Julius Christian Stockhausen (22 July 1826 in Paris – 22 September 1906 in Frankfurt) was a German singer and singer master.

== Life ==
Stockhausen's parents, Franz Stockhausen Sr. (1792–1868), harpist and composer, and Margarethe Stockhausen née Schmuck, soprano, were musicians of some ability who recognized his talent and encouraged his development.

Before he had reached his 20th year he was an excellent performer on the piano, organ, violin, and cello. In 1845 he entered the Conservatoire de Paris, where he studied piano with Charles Hallé and Camille-Marie Stamaty and singing with Manuel García. In 1849 he continued his studies with Garcia in London. He quickly won fame as a remarkable concert singer (baritone). From 1862 to 1869 he resided in Hamburg as conductor of the Philharmonic Society and Singakademie.

He spent the next five years in Stuttgart as Kammersänger to the King of Württemberg, then he became conductor of Stern's Gesangverein at Berlin, where he remained until 1878, being then called to Hoch Conservatory at Frankfurt as professor of singing. Differences with Joachim Raff, the director, led to his resignation the following year and the establishment of his own school, which immediately became world famous.
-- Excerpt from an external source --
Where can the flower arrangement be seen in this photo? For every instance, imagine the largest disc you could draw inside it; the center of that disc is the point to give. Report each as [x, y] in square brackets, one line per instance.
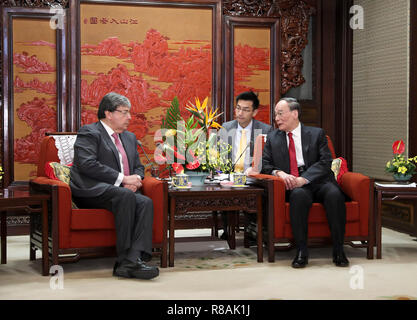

After Raff's death (1882), Stockhausen returned to the conservatory, but continued his own school. Students of Stockhausen included Emma Heckle, Clarence Whitehill, Karl Perron, Anton Sistermans, Max Friedlaender, Jenny Hahn, Johan Messchaert (also: Johannes Martinus Messchaert), Hermine Spies, Rose Schottenfels, Horatio Connell and Hugo Goldschmidt. He wrote an excellent Gesangsmethode ("Singing Method") in 1884, which was translated into English by his pupil Sophie Löwe. His brother Franz Stockhausen Jr. was an eminent choral conductor who studied with Ignaz Moscheles. His daughter, Julia Wirth, née Stockhausen (1886–1964), married Joseph, son of the famous German violinist Emanuel Wirth. She was the author of Stockhausen's biography.

== Works ==
- Julius Stockhausens Gesangsmethode. Leipzig: C. F. Peters, 1884.
- Stockhausen, Julius. A Method of Singing. Translation: Sophie Löwe. London: Novello, Ewer and Co., 1884.
- Julius Stockhausens Gesangstechnik und Stimmbildung. Frankfurt am Main: C. F. Peters, 1886/87.

== Literature ==
- Wirth, Julia. Julius Stockhausen: Der Sänger des Deutschen Liedes. Frankfurt am Main: Englert/Schlosser, 1927.
- Stiftung Dr. Hoch's Konservatorium Joseph Hoch zum 100. Todestag, Frankfurt am Main: Kramer, 1974.
- Cahn, Peter. Das Hoch'sche Konservatorium in Frankfurt am Main (1878–1978), Frankfurt am Main: Kramer, 1979.